Whether you believe that public speakers are born, or whether you relate more to the notion that they are made, there is always room for improvement especially when it comes to closing important deals in the business world, and therefore it is a must for business leaders to excel in public speaking.
Fear of public speaking is not so much related to the quality of a speech as it is to how the speaker feels, thinks, or acts when faced with speaking in public. Here are five tips to help business leaders appear and feel more confident.
Remember that fear is a negative emotion, whereas excitement is a positive one. Whenever you have a speech prepared, try to focus on realities rather than intangible fears, for example, rather than focusing on the notions of “What if I forget?”, turn the angle of your thought towards the idea that you have practised your speech many times.
People better relate to stories rather than speeches. This is being taken on board quite seriously in the business world, starting from marketing strategies to business plans. Everything is storified, which is how your speech should be approached. When you turn a proposal, that could potentially be quite long, into a story, you are automatically giving it logic and a timeline, hence making it easier for you to remember.

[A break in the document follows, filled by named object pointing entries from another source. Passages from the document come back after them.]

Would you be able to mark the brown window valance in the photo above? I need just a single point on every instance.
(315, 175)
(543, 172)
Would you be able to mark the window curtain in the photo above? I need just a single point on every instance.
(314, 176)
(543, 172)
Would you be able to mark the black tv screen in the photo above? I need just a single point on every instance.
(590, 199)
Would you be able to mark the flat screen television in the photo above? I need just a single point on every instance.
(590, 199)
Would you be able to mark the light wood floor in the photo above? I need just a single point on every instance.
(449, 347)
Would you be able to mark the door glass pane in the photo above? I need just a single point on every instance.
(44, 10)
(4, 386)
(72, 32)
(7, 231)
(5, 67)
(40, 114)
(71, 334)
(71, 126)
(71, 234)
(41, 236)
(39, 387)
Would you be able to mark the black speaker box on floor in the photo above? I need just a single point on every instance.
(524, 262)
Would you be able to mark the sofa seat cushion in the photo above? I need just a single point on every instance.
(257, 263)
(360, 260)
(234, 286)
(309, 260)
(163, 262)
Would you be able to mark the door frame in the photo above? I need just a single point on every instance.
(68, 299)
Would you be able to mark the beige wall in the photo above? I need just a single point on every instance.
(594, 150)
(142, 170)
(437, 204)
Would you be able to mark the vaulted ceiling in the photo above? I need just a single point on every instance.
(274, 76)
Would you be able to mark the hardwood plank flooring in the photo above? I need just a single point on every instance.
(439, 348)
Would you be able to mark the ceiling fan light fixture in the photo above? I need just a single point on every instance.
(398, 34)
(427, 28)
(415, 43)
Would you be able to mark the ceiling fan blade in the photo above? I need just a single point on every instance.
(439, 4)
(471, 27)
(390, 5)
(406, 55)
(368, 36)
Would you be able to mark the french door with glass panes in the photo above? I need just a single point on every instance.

One of the main challenges of public speaking is to look and engage with your audience, without getting too distracted by it. An effective approach is to look at an imaginary point behind your audience’s heads. From a distance, this would make you appear as if you are looking at them (hence making you appear much more confident), without allowing you to get distracted by too much eye contact.
Some of the worst public speeches or presentations are those in which the speaker speaks in monotone. It is vital that you vary your tone of voice, without making it sound fake. One rule of thumb is to remember that if you are getting bored delivering your speech, your audience must be crying on the inside!
Before giving your speech, make sure that you have plenty of time to practise, and when practising, make sure that you have an audience and that you speak out loud. There is a big difference between delivering a speech in your head, and actually delivering it in front of an audience. In order to train, it is advisable to do so in front of a mirror, or to record yourself on camera and then watch the video afterwards to find out what needs to be improved.